Memory profiling

Abstract

In this section, we analyze the memory footprint of the micro-ROS Client library. To perform the profiling, we have taken into account both applications of publishers/subscribers into/to ROS topics of known size and client/server type applications. We explored several different configurations by tuning key parameters such as message size, entity number, history size and transport protocol. Also, we discriminated between different types of memory. Indeed, while the XRCE-DDS Client is completely dynamic memory free, the micro-ROS Client makes use of both static and dynamic memory. It is therefore key to assess how much of each type of memory micro-ROS consumes, especially for what concerns real-timeness and determinism in the library behaviour.

We performed the measurements for applications running on FreeRTOS and on an ESP32 board connected by UDP (via WiFi) to a micro-ROS Agent running on a Linux machine.

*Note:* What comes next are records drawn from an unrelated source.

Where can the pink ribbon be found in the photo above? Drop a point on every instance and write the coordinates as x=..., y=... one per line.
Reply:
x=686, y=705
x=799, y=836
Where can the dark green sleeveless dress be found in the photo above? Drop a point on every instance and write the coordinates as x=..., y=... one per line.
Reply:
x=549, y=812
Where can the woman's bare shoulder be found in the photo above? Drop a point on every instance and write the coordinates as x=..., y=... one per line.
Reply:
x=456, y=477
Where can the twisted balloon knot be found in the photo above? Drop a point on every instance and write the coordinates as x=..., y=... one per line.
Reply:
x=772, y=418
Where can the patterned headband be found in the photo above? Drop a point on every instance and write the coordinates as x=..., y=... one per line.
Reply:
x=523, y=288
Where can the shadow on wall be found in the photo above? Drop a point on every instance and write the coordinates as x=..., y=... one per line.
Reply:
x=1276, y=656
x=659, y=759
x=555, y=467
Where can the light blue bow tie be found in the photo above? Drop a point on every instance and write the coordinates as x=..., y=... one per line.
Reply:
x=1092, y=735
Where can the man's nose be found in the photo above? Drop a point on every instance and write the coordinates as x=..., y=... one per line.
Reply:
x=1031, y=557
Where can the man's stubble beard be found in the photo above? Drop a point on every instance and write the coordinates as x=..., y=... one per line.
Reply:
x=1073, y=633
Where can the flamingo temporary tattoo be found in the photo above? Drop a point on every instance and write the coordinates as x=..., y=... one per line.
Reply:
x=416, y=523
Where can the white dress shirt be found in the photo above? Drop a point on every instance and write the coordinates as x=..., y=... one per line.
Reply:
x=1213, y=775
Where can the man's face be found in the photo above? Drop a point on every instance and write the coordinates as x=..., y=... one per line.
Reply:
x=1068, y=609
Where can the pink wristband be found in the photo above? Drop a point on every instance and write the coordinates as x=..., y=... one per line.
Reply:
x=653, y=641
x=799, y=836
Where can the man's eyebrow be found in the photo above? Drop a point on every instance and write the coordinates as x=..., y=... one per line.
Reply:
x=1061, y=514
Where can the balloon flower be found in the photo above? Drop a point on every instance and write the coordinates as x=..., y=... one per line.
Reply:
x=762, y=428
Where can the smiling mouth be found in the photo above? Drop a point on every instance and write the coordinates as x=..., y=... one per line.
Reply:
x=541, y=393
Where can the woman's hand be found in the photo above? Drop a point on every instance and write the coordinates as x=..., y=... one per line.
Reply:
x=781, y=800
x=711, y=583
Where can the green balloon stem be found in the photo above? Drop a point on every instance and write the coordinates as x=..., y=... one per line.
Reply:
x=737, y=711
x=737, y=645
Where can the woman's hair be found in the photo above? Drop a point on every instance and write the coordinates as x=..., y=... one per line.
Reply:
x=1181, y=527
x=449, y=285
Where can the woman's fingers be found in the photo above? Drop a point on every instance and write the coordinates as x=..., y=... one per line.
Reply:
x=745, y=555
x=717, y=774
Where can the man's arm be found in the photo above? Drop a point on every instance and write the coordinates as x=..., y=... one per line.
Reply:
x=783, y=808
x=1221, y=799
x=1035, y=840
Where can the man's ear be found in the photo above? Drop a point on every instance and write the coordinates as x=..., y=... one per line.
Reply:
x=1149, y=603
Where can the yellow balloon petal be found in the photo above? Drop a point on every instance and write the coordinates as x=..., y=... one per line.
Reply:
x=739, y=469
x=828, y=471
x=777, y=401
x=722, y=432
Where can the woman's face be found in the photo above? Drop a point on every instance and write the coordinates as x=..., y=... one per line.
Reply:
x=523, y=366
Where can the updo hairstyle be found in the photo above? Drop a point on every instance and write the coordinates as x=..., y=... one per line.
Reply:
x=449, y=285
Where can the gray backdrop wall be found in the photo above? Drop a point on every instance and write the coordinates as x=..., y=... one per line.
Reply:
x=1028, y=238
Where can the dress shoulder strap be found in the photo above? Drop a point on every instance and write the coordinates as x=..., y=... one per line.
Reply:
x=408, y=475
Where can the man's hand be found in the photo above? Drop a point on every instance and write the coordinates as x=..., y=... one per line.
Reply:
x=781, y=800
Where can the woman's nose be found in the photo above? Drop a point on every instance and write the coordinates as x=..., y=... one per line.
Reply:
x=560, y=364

Results show that the total memory consumption of the Client is higher than that of the XRCE-DDS middleware, at least by using the default configuration parameters of the library. However, by opportunely adjusting some of these parameters (e.g., the MTU or the history size) to the needs of the specific application, it is possible to tune the total memory consumption to fit way better the limited resources of the target devices.

Table of contents

Memory management of the micro-ROS stack

micro-ROS’ target devices are low-to-mid range Microcontroller Units (MCUs) with highly constrained resources, so that it is critical to assess the Client’s memory consumption to help users selecting the optimal library configuration for their application and the adequate platform on which to run it.

Given the limited memory resources of these devices, the possibility to manipulate and tune its memory consumption is key. micro-ROS tries to address the memory management issue by prioritizing the use of static memory instead of dynamic memory as much as possible, and by optimizing the memory footprint of the applications by tuning a set of configuration parameters related with the memory resources at compile-time.

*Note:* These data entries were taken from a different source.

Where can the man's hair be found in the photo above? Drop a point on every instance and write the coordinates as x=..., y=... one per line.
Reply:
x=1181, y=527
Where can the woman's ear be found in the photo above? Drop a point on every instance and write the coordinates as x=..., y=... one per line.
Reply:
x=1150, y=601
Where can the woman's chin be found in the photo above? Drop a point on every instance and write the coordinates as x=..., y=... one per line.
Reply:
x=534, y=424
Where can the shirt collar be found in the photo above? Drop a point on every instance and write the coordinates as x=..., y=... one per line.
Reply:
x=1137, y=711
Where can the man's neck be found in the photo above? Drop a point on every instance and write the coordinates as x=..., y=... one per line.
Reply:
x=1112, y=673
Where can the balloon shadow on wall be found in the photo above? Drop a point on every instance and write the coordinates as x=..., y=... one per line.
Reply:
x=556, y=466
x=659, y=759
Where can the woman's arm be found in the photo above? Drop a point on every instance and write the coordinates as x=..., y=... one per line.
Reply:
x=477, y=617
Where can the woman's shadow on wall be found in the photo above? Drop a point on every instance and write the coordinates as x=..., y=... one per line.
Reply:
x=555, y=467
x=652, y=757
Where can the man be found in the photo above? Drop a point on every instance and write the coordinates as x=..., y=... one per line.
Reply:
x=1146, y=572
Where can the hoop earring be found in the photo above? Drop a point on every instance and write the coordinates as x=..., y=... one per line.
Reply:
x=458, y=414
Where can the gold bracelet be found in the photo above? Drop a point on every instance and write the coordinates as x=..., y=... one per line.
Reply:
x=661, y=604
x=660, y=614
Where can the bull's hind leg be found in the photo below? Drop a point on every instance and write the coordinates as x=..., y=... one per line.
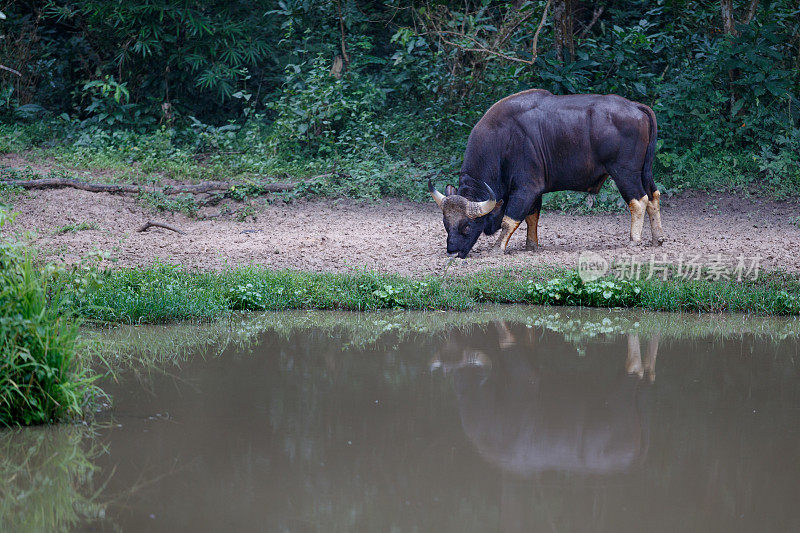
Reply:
x=654, y=212
x=507, y=228
x=532, y=220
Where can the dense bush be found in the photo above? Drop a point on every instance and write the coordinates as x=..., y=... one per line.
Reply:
x=40, y=377
x=307, y=81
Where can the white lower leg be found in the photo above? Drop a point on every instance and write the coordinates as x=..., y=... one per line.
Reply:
x=654, y=212
x=633, y=363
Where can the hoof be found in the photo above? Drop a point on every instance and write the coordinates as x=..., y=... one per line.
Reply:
x=634, y=368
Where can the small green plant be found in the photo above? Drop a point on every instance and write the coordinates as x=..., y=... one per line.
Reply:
x=40, y=376
x=75, y=228
x=389, y=295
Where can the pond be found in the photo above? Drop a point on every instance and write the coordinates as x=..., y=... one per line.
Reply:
x=505, y=419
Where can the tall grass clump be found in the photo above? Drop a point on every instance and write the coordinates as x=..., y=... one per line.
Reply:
x=40, y=377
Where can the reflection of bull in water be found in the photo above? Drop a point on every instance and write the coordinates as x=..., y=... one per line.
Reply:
x=527, y=420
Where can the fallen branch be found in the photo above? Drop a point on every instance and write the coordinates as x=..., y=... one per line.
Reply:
x=121, y=188
x=11, y=70
x=150, y=224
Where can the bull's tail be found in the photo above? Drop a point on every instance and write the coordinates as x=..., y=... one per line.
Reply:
x=648, y=182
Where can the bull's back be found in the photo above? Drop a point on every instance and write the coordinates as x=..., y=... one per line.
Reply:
x=570, y=140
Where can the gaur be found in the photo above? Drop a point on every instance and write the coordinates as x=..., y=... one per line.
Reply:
x=535, y=142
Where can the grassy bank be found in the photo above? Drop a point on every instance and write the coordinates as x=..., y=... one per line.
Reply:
x=162, y=293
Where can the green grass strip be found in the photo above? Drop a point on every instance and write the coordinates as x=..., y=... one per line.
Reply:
x=164, y=293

This tuning can be done by acting on two different memory resources: those handled by the Micro XRCE-DDS library and those handled by its RMW implementation rmw-microxrcedds. In this section, we resume the most relevant parameters that control these resources and how the user can manipulate the micro-ROS memory consumption by acting on each of these layers.

Memory management of the XRCE-DDS library

The Micro XRCE-DDS Client is completely dynamic and static memory free, implying that all memory footprint depends only on how the stack grows during the execution. Handling of this resource is done at configuration time, when the user can enable or disable several profiles before compiling, thus allowing to fix the executable code size. As part of these profiles, the user can control the memory growth by manipulating the Maximum Transmission Unit (MTU) and the communication streams.

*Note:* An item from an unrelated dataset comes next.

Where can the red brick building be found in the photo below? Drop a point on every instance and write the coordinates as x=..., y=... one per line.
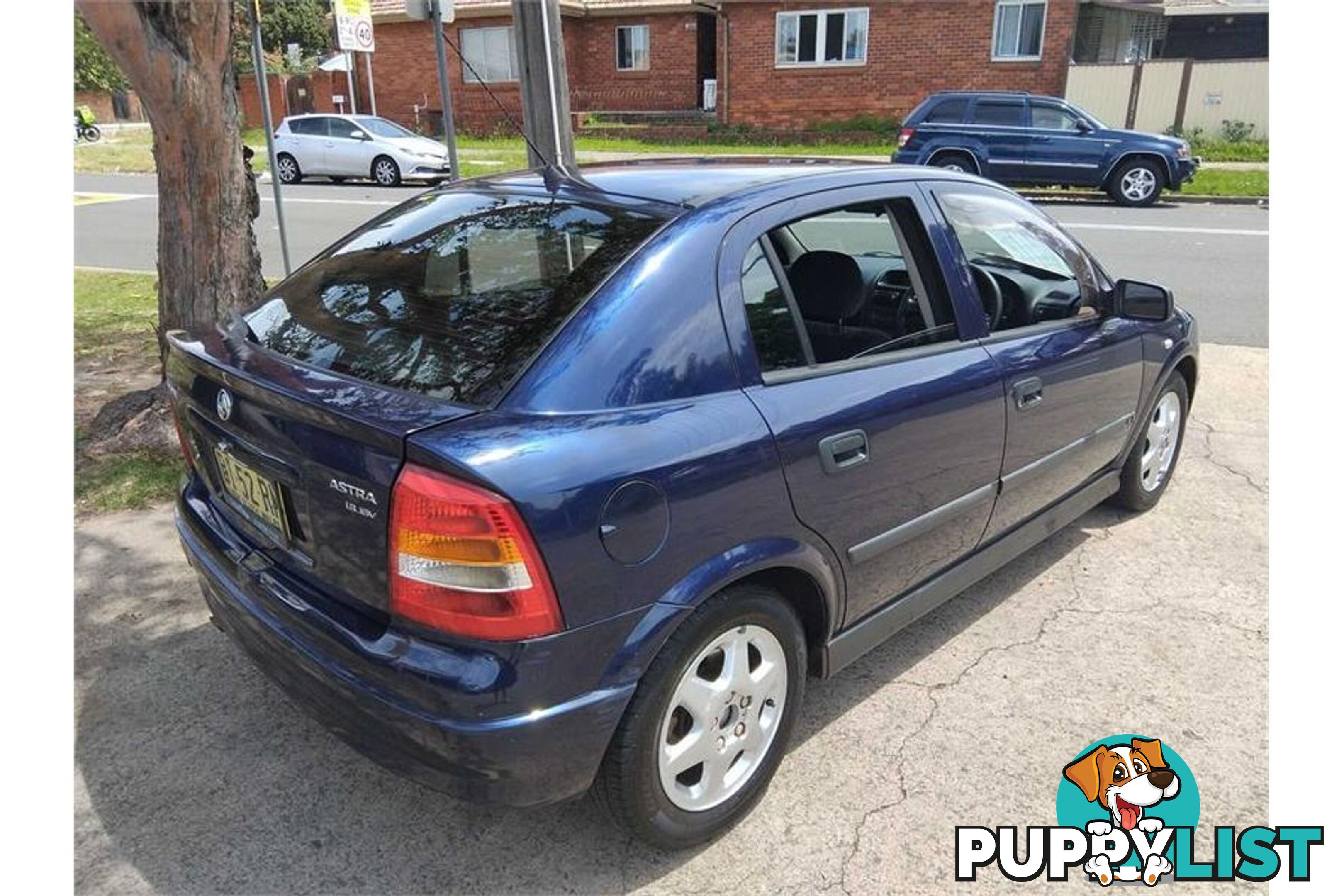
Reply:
x=774, y=63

The MTU regulates the size of the communication streams and matches the available memory in the internal buffers of the transport layer, which is the memory block where the messages will be written and stored when exchanged. It defaults to 512 B for all transports available in micro-ROS.

Communication streams regulate how messages flow between the Clients and the Agent and represent ordered flows of information. There are two kinds of streams, Best-Effort and Reliable. Best-Effort streams consist in a single data buffer where only one message at a time is handled. Because of this, Best-Effort streams send and receive data leaving the reliability to the transport layer, and the message size handled by such a stream must be less or equal than the MTU defined in the transport used. On the other hand, Reliable streams enable lossless communication, regardless of the transport layer and allow message fragmentation to send and receive messages longer than the MTU. The number of chunks allowed to store the fragmented messages is controlled by the XRCE-DDS history (also referred to as XRCE_history in the following sections), which defaults to 4 slots.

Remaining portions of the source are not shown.